One late evening on pediatrics call, a frantic young couple brought in their few weeks old baby. She had spiked a fever which refused to go down and was fussier than normal. The cause of her symptoms could have been anything — at best, a mild respiratory infection, in which case we would simply watch her and manage her symptoms, but at worst, it could be meningitis, an infection attacking the membrane covering her spinal cord and brain. It’s a grave condition that would be fatal if left undiagnosed, but diagnosing it meant doing a lumbar puncture, an extremely invasive procedure for anyone, let alone a baby, involving inserting a needle into the spinal column. The situation was a classic dilemma: to tap or not to tap. After an hour of deliberation with the residents, I found myself holding down a writhing and crying infant by her legs and torso and while resident stuck a needle into her lumbar spine. After a few attempts, we finally drew enough spinal fluid for analysis.

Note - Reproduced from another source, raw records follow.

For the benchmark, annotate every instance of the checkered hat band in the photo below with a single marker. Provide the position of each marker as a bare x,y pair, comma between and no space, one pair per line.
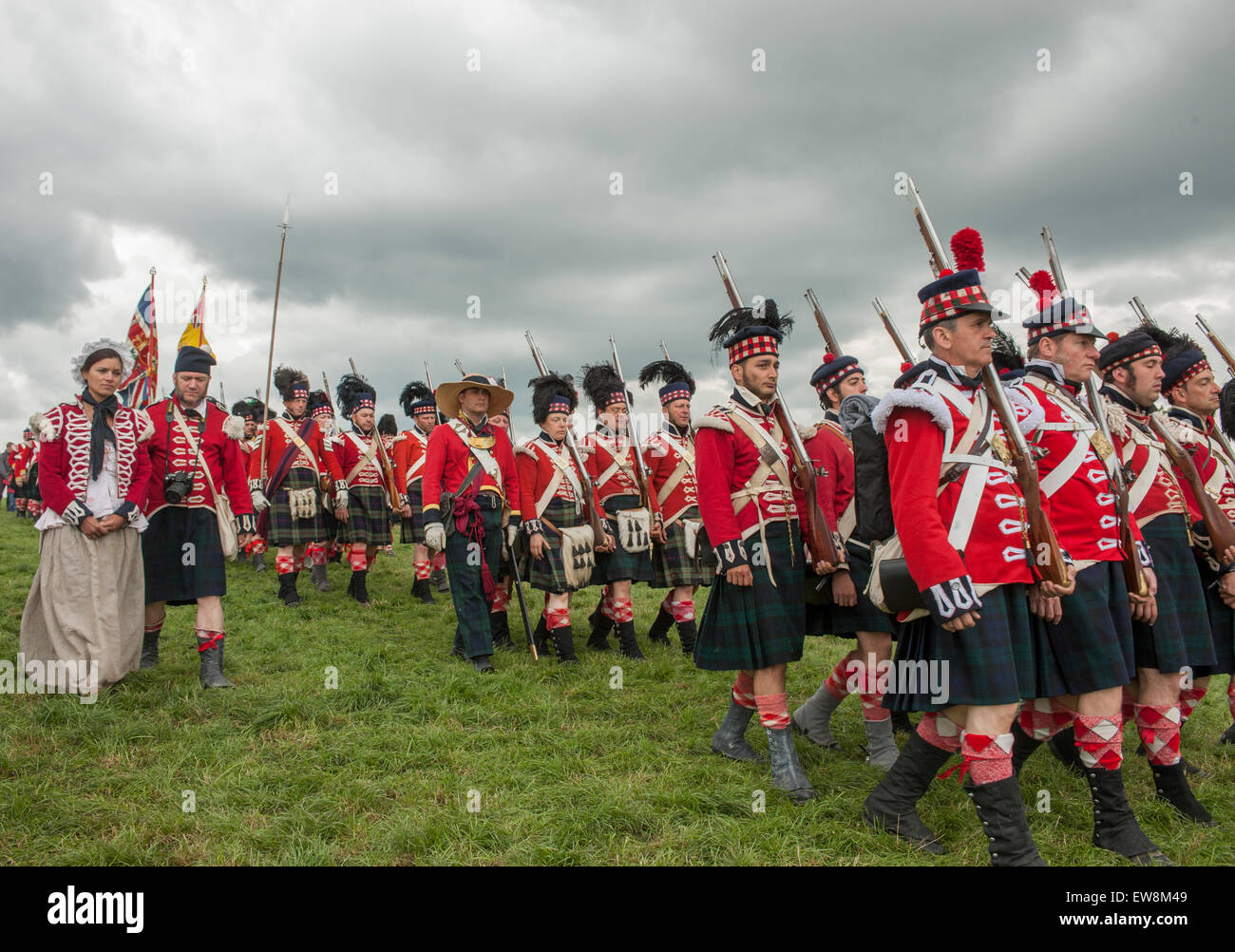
835,378
1155,351
950,304
1077,318
750,347
1199,367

The next morning, the lab results came back — she didn’t have meningitis after all. Did we make the wrong decision by putting the baby and her parents through needless suffering and risk? When science fails to give us right answers, we’re forced to resort to our instincts, to dig deep into our clinical memory banks for guidance and have faith that our training was sufficient. And that ambiguity and nuance, as our attending at the time told us, capture the art of medicine and is w...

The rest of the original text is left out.